Hardware Offload BoF Discussion at Netdev01

 
Hardware offload BOF
 
Shrijeet Mukherjee, Neil Horman
 
https://etherpad.mozilla.org/2PlezMRjCF
 
 
Capabilities
  
a.Explicit list
  
    Or Query serially, punt to higher level (explicit hierarchy)
  
    Or Model each device uniquely with capability (no hierarchy)
  
b. Need to understand this for Switch Asic versus VEPA/EVB/SRIOV nic etc
 
Flow offload :
  
c. Manage as discrete devices or generic pipeline
   
How is interop measured aka how to avoid anarchy :)
  
d. Flow API scheme [John Fastabend]
  
d’.Model using P4 [Mihai]
  
f. TC scheme [Jiri Pirko]
  
f’. EZChip [Gilaad]
 
A fantasy agenda
 
 
Routing tables, FDB, MDB, ACL
  
g. Capacity indication, aka properties of tables [Roopa]
  
h. Fine grain capability (e.g. is it sufficient to ask if multicast is supported)
  
j. Table characteristics LPM versus Logical Hash based LPM's and  practical implications
 
Device model : (Not mutually exclusive in anyway)
  
k. 
Maintaining operational consistency is KEY
   
Make switch look like NIC or vice versa e.g. is learning a basic capability ?
  
l.  Model using OVS (inherently host based)
  
m. Model using rocker [Scott]
  
n. Switch Abstraction Interface [Sanjay]
  
n’. Intel [Uri]
  
n”. Qualcomm [Olivari]
 
A fantasy agenda
 
 
Features :
   
l3 offloads
 
[Hannes]
   
acl offloads
 
[Pablo]
  
o. Load Balancing
  
p. Bonding ++ (MLAG and friends)
  
q. Stateful packet processing
 
 
A fantasy agenda
 
Etherpad output
 
    
Hardware offload BoF
Netdev01 - Sun, Feb 15, 2015 1:00pm
Major points:
Preserve the Linux Networking Model
Goal is to exchange ideas
Capability Determination
Patrick: Can the default route be removed? So that individual routes can be removed. Use route usage statistics to remove least used routes.
David: Existing tools must continue to work.
Signal an error if out of space, or
Provide capacity initially and restrict usage to that limit
Cares:
Must be able to support the decisions we make
Partick: A flag in the route add ??? [ed. help]
Ben: Need a fairly good switch model to emulate the hardware devices.

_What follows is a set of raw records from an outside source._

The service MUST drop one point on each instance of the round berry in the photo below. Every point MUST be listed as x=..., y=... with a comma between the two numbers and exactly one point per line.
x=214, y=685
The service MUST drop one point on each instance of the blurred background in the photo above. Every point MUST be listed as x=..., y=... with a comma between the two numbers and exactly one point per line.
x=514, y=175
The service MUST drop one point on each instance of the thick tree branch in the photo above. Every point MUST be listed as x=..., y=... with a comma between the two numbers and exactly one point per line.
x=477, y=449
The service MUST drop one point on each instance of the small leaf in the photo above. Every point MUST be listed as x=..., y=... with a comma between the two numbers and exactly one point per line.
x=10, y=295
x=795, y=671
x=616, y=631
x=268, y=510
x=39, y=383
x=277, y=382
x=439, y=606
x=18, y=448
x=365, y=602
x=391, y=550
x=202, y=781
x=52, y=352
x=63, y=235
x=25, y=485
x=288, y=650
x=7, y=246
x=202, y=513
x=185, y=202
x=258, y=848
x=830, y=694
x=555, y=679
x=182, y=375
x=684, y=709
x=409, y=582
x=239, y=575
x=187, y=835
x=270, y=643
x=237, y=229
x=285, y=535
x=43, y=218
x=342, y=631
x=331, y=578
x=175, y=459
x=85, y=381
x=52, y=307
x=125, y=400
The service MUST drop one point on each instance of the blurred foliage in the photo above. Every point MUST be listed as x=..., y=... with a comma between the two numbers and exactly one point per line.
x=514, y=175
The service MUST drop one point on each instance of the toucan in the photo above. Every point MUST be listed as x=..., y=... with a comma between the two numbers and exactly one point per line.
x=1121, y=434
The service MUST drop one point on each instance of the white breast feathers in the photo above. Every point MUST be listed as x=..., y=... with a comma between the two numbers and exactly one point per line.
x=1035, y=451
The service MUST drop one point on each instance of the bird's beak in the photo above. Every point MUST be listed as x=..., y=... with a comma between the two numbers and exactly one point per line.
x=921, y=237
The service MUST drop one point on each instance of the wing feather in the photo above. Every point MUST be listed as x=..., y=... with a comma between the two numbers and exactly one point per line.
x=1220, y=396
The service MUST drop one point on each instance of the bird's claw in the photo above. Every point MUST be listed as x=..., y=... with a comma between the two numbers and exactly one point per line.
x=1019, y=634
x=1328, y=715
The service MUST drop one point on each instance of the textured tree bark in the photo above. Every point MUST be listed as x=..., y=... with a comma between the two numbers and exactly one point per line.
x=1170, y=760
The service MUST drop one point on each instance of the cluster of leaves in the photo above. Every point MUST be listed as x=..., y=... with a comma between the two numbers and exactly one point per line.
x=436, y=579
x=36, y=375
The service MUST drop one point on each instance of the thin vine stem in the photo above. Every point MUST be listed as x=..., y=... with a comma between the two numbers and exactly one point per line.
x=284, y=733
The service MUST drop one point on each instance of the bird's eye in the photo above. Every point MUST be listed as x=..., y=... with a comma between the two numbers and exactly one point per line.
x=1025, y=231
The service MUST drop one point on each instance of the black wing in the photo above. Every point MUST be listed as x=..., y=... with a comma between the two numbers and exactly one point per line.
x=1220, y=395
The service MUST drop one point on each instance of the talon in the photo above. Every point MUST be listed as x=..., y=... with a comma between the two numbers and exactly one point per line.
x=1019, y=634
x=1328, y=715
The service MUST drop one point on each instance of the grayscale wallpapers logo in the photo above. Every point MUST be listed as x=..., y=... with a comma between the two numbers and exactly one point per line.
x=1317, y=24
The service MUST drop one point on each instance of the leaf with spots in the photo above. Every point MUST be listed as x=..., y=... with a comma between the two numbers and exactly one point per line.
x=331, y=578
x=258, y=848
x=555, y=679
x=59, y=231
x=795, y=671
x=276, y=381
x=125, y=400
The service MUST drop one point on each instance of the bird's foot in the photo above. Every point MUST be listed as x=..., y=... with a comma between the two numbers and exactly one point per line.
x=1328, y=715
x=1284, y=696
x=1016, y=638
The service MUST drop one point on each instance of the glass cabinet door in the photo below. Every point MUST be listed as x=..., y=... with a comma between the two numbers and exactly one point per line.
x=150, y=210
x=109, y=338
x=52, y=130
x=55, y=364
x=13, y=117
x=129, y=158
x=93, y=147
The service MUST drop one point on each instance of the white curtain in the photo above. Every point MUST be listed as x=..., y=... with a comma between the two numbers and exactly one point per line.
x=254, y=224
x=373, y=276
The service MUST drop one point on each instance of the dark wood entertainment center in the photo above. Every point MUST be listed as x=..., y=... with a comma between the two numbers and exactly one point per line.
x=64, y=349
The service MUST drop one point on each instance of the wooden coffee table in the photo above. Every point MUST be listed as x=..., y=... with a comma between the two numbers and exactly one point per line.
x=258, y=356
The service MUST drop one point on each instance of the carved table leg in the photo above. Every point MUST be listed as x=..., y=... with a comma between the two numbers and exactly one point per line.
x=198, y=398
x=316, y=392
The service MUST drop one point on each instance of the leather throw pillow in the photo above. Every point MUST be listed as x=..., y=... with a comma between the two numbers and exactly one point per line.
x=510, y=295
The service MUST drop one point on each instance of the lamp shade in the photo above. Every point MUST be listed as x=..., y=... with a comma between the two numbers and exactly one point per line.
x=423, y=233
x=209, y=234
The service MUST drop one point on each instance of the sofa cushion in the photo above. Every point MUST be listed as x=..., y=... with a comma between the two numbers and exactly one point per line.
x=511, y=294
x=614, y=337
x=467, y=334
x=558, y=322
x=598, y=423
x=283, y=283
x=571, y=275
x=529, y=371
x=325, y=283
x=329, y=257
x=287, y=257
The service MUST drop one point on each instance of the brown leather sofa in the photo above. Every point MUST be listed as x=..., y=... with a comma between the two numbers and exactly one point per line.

???: The least recently used method proposed by Patrick may lead to periods of major route updates when network changes occur. With multiple routing suites each one needs to be given the capabilities (capacities) of the underlying switch
Shrijeet: General agreement: minimal policy in the kernel, most in userspace
Switch ASIC vs. SRIOV (NIC) Switching models
Shrijeet: Do these two need to be different?
Andy: Come to my talk tomorrow.
Thomas: Bring all the DSA drivers onboard
Gilaad: Need to define common features, plus need a way to include additional (unique) capabilities
David: Look to John Fastabend's work. "I'm ok having three abstractions"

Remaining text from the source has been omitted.